Á la tête de l'ensemble Orfeo 55, la contralto Nathalie Stutzmann incarne à la Chapelle de la Trinité les héros de l'ombre de Haendel, à la voix comme à la baguette. Une prouesse. Philippe Yves
De Nina Simone à Antony and the Johnsons, de Kathleen Ferrier à Klaus Nomi, les voix androgynes exercent sur nos oreilles une réelle fascination. Et nous interrogent : masculin ou féminin ?
Nathalie Stutzmann est contralto : la plus grave des voix de femme, d'un registre à la chaleur et à la rondeur incomparables. Ce timbre et ses grands atouts d'incarnation dramatique font d'elle l'une des plus grandes chanteuses françaises.
Mais le défi de ce récital titré Héros est plus rare et réjouissant encore. Nathalie Stutzmann en sera non seulement la soliste vocale, mais aussi la chef d'orchestre, à la tête de son Orfeo 55. Elle qui se considère comme «une musicienne qui utilise sa voix comme instrument plutôt que comme une simple chanteuse» réussit en effet le tour de force d'associer la direction d'orchestre et le chant.
Mais si elle a manifesté son désir de direction tôt durant sa formation, il lui a fallu être tenace face au machisme ambiant du milieu et compter sur le soutien du grand chef Seiji Ozawa pour oser ce pari impossible.
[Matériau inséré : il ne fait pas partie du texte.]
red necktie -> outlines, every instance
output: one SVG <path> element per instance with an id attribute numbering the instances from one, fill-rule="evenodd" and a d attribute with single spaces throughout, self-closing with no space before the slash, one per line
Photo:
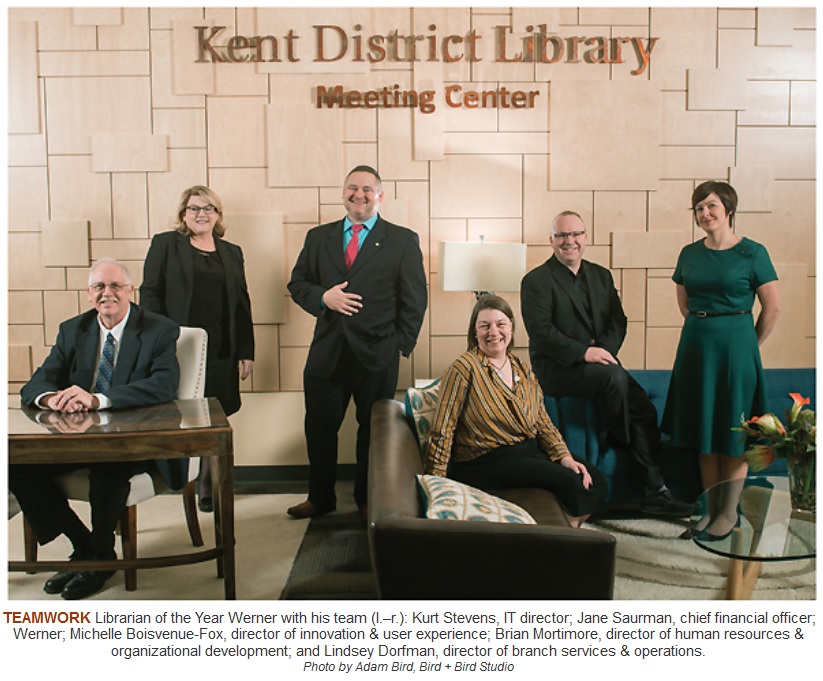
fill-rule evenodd
<path id="1" fill-rule="evenodd" d="M 346 253 L 344 254 L 347 269 L 351 269 L 352 263 L 354 262 L 354 259 L 357 257 L 357 248 L 359 245 L 359 238 L 357 235 L 360 232 L 360 230 L 363 229 L 363 225 L 352 225 L 351 229 L 351 241 L 349 241 L 349 245 L 346 246 Z"/>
Alors qu'on ne compte plus les violonistes et pianistes menant des orchestres, le cas du chanteur/chef est rare, voire rarissime lorsqu'il est conjugué au féminin.
Il faut que tu respires
Il faut voir Nathalie Stutzmann et l'entendre quand, habitée par la partition, elle guide l'orchestre des inflexions de son phrasé et de son corps, faisant tour à tour face et dos au public. De cette performance, c'est la musique qui sort vainqueur, la diva pouvant ainsi maîtriser totalement sa lecture et guider ses musiciens vers son interprétation rêvée.
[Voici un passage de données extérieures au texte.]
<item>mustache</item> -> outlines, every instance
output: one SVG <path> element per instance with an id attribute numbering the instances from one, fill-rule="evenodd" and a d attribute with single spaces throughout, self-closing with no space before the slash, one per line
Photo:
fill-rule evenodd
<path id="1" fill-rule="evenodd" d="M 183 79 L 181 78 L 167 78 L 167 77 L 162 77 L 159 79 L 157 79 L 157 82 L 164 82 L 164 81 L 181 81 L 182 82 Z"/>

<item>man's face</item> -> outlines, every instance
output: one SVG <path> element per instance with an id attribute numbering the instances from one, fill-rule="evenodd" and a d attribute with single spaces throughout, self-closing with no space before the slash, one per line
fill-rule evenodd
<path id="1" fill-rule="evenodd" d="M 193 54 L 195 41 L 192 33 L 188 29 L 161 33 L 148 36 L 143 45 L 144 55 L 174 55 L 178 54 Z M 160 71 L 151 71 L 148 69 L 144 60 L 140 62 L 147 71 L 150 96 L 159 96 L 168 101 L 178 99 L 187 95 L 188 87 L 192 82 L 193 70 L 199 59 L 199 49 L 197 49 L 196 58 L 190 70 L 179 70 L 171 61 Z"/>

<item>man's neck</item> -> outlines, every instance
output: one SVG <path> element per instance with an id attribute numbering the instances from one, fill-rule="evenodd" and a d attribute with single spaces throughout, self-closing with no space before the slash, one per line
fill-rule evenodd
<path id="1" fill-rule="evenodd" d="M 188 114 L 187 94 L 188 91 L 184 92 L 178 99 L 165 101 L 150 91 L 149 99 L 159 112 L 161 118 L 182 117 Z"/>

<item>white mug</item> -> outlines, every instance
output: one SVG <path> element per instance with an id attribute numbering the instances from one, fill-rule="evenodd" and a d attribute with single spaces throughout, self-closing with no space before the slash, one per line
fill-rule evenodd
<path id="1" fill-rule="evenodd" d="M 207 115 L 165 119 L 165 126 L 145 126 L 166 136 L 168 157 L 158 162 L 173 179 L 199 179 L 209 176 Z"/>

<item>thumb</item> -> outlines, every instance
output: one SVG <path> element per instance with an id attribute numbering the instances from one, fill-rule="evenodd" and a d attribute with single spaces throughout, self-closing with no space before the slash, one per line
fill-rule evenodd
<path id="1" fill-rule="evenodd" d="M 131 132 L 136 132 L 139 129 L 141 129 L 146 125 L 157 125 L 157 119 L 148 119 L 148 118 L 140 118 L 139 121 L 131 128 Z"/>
C'est du côté des rôles méconnus et secondaires des opéras de Haendel (dont Giulio Cesare, Orlando, Partenope...) que ses rêves de Héros nous conduiront ; un répertoire adéquat pour le joyau baroque qu'est la Chapelle de la Trinité.
Jouant avec les genres, elle puisera également parmi les airs destinés aux voix masculines l'un des morceaux de bravoure du programme : L'aure che spira (L'air qu'il respire). Un titre qui illustre à lui seul le miracle à l'œuvre : celui d'une double respiration musicale, de la chef et de la chanteuse, cet élan qui précède le son et dont toute musique découle. Écouter la Stutzmann respirer, c'est déjà un concert.